Podium Gallery’s group exhibition “Ballet with the Devil” features recent works by six emerging or midcareer artists: João Gabriel, Shimon Kamada, Dew Kim, Jaewon Kim, Joy Li, and Tao Siqi. Centered around the theme of human desire, the exhibition offers a collaborative re-reading from diverse artistic perspectives, exploring humanity’s complex entanglements with their yearnings, fantasies, and anxieties. From João Gabriel’s evocative depictions of the torso that resonate with contemporary queer culture, to Shimon Kamada’s abstract figures exploring fragility and loss, the show spans a range of mediums and tones. Joy Li’s glass-based installations and Dew Kim’s stainless steel jewelry further enrich this dialogue, providing tactile expressions of trauma and psychic tension. Sanle Yan

LI HUA and LIANG DONG, Transfer Fighting to a New Oilfield, 1975, woodblock print with oil-based ink on paper. Courtesy the Estate of Li Hua; the Estate of Liang Dong; and the M K Lau Collection, Hong Kong.

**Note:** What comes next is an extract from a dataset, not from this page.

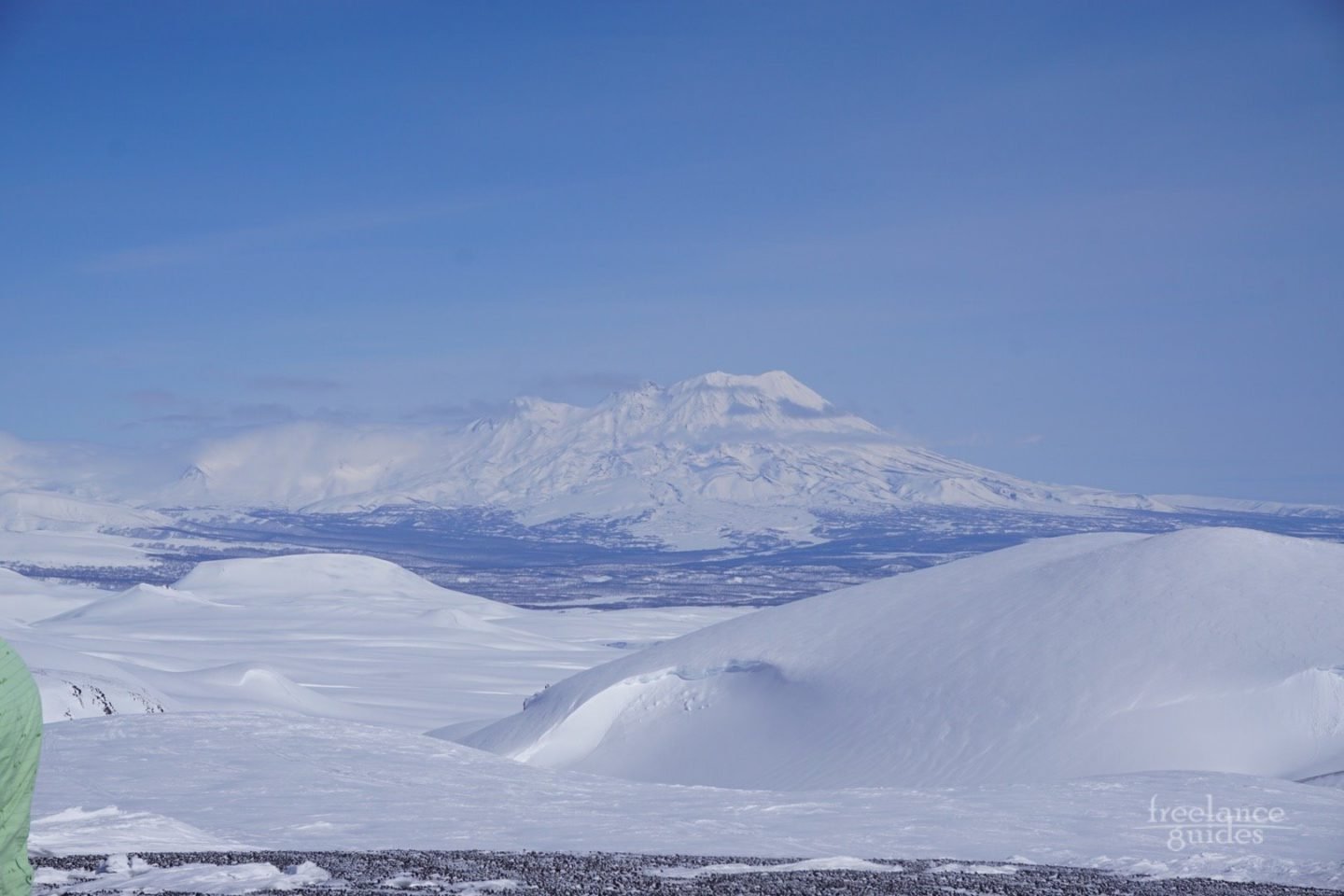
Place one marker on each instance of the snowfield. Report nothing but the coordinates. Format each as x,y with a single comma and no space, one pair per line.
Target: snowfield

Canton Modern: Art and Visual Culture, 1900s-1970s 
M+
Jun 28–Oct 5

Opening June 28, M+’s special exhibition “Canton Modern: Art and Visual Culture, 1900s-1970s” features over 200 works from the 20th century by artists from the southern port cities of Guangzhou and Hong Kong. In the early 1900s, artists moved from classical ink painting toward a new socially oriented realism; after the founding of the People’s Republic of China in 1949, Cantonese artists in Guangdong and artists in Hong Kong diverged in thought and creative paths. Spotlighting the turbulent period marked by changes towards modernity, the exhibition offers a diverse range of historically grounded voices that offer perspectives on regional history and the role of art in driving change. The exhibition is divided into four thematic sections, namely “Image and Reality,” “Identity and Gender,” “Locality and Nationhood,” and “Parallel Worlds,” and showcasing works in various mediums including oil paintings, photographs, woodcut prints, and ink paintings. Sanle Yan

Sanle Yan, Stella Wu, and Helen Lam are editorial interns at ArtAsiaPacific.